The worst thing you can do to yourself is to doubt anything, because every time you do, a door of opportunity closes...
--David Cheng
This is an incredible book ("The Art of Possibility"), and it certified a lot of my life. Many of the things in the book were things I've been doing since I was a kid, including understanding that everything is a "game", about the world of measurement and competition, and about contributing to others. One time, a high school teacher told me after class that I had to "wake up", because I was living life as in a dream world. I told him back "In a few years, let's see what sort of dream I have made for myself." Unfortunately, the teacher died of leukemia, so I was never able to show him my "dream world." I think though that to understand and do some of the things in this book, a person would have to have some good amount of willpower, as I could see people giving up quickly without even trying, always looking for "reality."

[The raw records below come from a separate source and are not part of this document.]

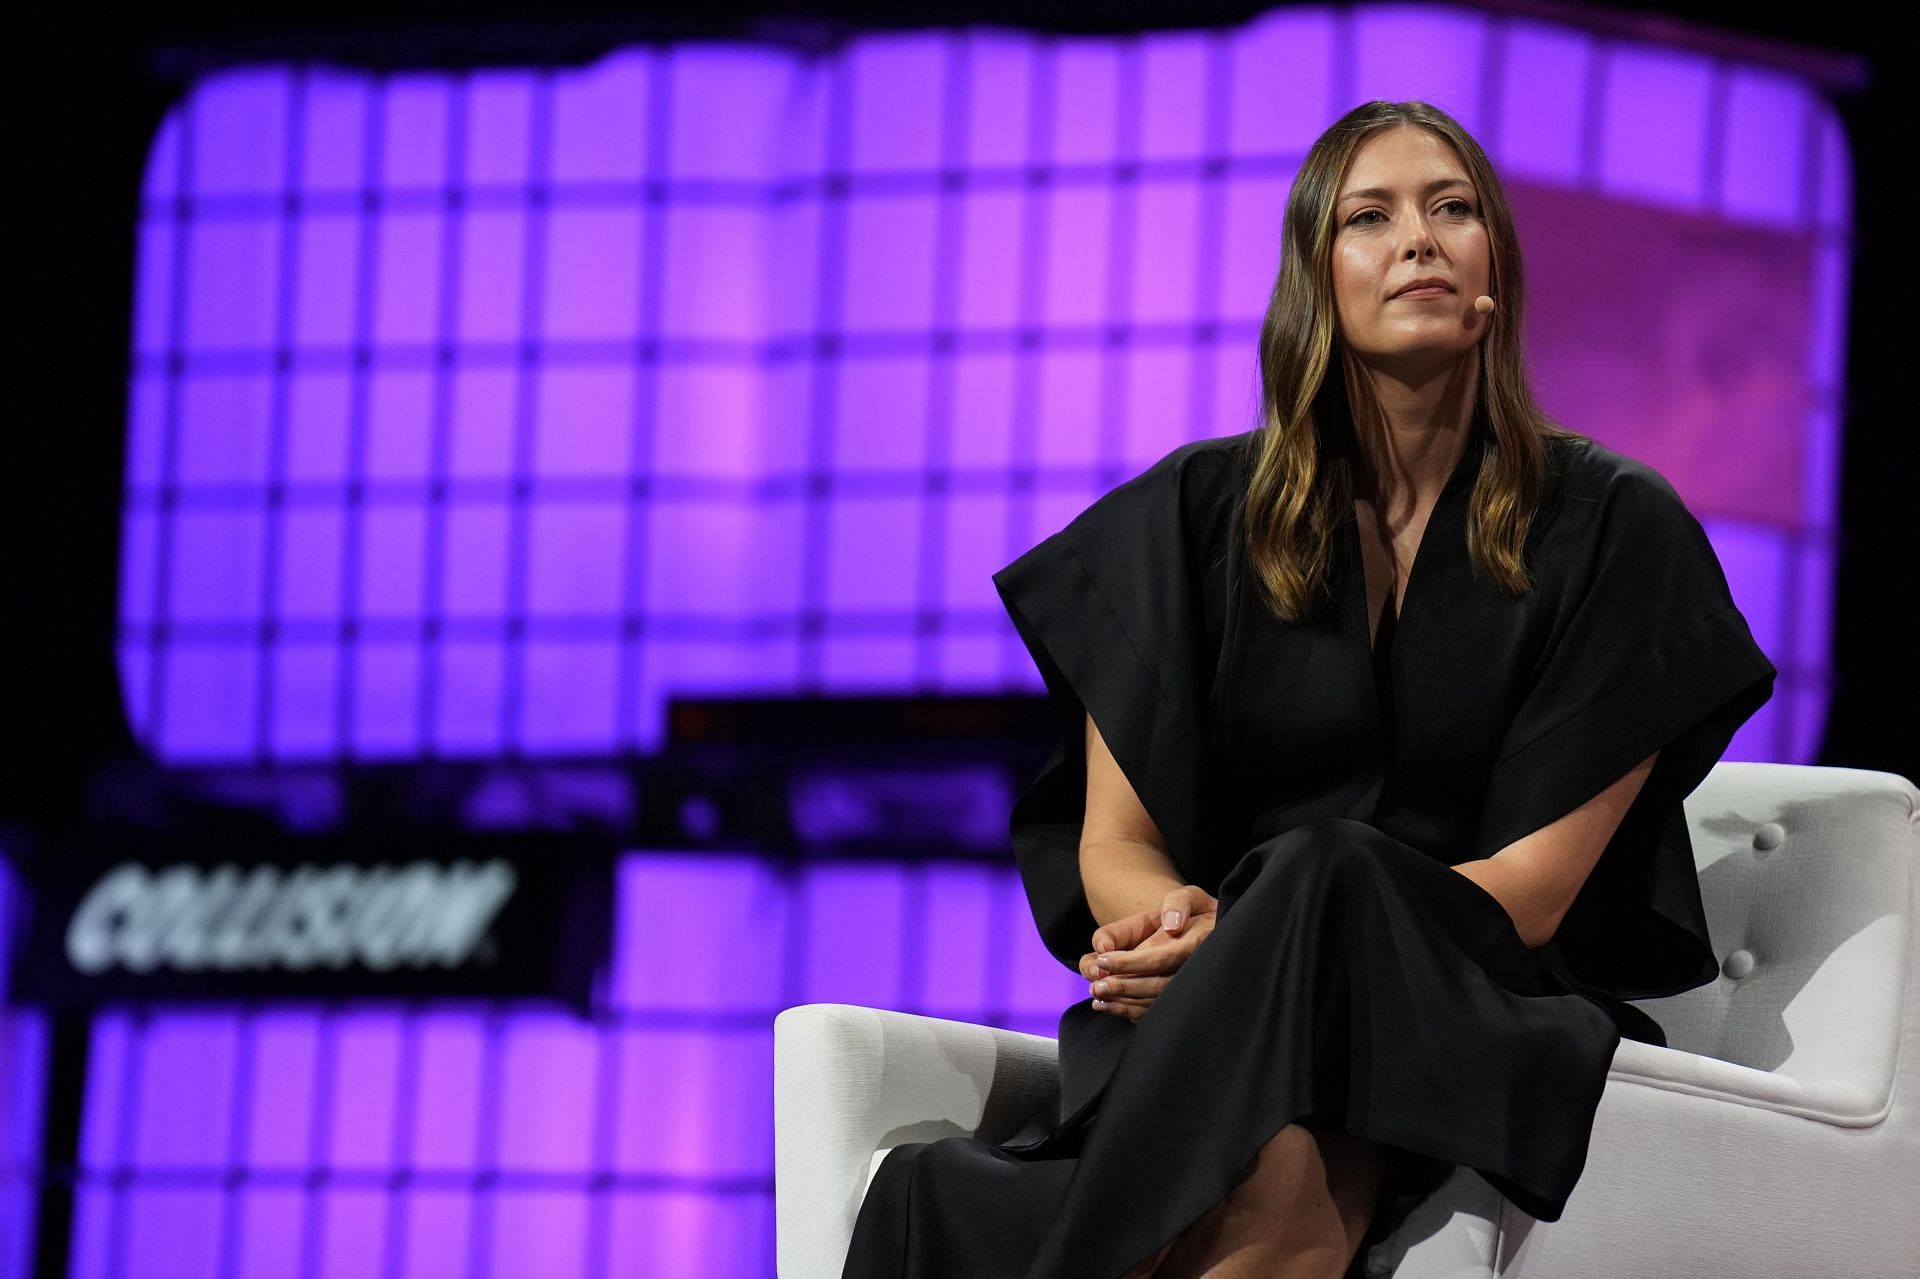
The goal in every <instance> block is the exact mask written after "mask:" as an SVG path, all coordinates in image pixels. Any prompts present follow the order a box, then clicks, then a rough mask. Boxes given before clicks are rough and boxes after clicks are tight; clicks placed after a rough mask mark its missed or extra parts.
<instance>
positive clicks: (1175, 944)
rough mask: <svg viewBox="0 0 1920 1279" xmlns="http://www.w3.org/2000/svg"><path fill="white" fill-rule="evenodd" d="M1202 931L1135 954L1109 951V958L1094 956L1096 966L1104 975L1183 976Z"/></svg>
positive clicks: (1150, 945) (1134, 952)
mask: <svg viewBox="0 0 1920 1279" xmlns="http://www.w3.org/2000/svg"><path fill="white" fill-rule="evenodd" d="M1198 937H1200V933H1198V931H1192V933H1187V935H1183V937H1169V939H1167V941H1162V943H1160V945H1144V947H1135V949H1131V951H1108V953H1106V954H1096V956H1094V966H1096V968H1098V972H1102V974H1119V976H1133V974H1171V972H1179V966H1181V964H1185V962H1187V956H1190V954H1192V953H1194V945H1198Z"/></svg>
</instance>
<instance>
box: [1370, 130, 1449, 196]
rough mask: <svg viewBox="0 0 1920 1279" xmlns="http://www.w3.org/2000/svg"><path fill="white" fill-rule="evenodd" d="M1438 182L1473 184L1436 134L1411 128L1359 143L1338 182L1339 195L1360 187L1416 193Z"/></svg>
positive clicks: (1390, 190) (1424, 130)
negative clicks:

I think that one of the things that got me thinking this way was an incident when I was an adolescent. There was a small creek with a waterfall near the house I grew up in. The water right next to the waterfall was very deep (maybe even deeper than 30 feet), and was known to have claimed many lives. When I was about 14 years old, I went swimming with some cousins, who were great swimmers, and had lived at the ocean coast all their lives. I went close to the waterfall and tried to test how deep it was there, when suddenly, I was caught in a whirlpool and couldn't swim out. I tried with all my strength to swim against the current, but it was too strong. I cried for help to my cousins, but they didn't want to help. My life flashed in my mind, and really thought I was going to die. Then I thought this "well if I'm going to die like this then lets play the whirlpool's game, and die with style," as I took my last bit of strength to sink myself inward into the whirlpool. It turned out that going inward through the whirlpool saved my life, as it "spit" me out from underneath and towards the creek's shore. At first, I got really mad with my cousins, but one of them told me "Hey, if you couldn't get out of that situation, who are we to try. We would have died also." They had total confidence in me to figure out what to do and how to save myself (at least that's the positive, non competitive spin I could put into that). Since then, I never cared about competition, and have lived as a gift to everyone that meets me and spends some time with me (sorry guys, emails and phone calls don't count). Overall, it's a great book, and I hope to read some of your stories as well...
Wow, what a wonderful story. I can't imagine what it took to pull yourself together and turn into the whirlpool. Wow, it is an amazing realization. It is a theme that when faced with overwhelming opposition that one will not get out of the situation by hitting it head on, but finding a way to use the force to work for you. Amazing.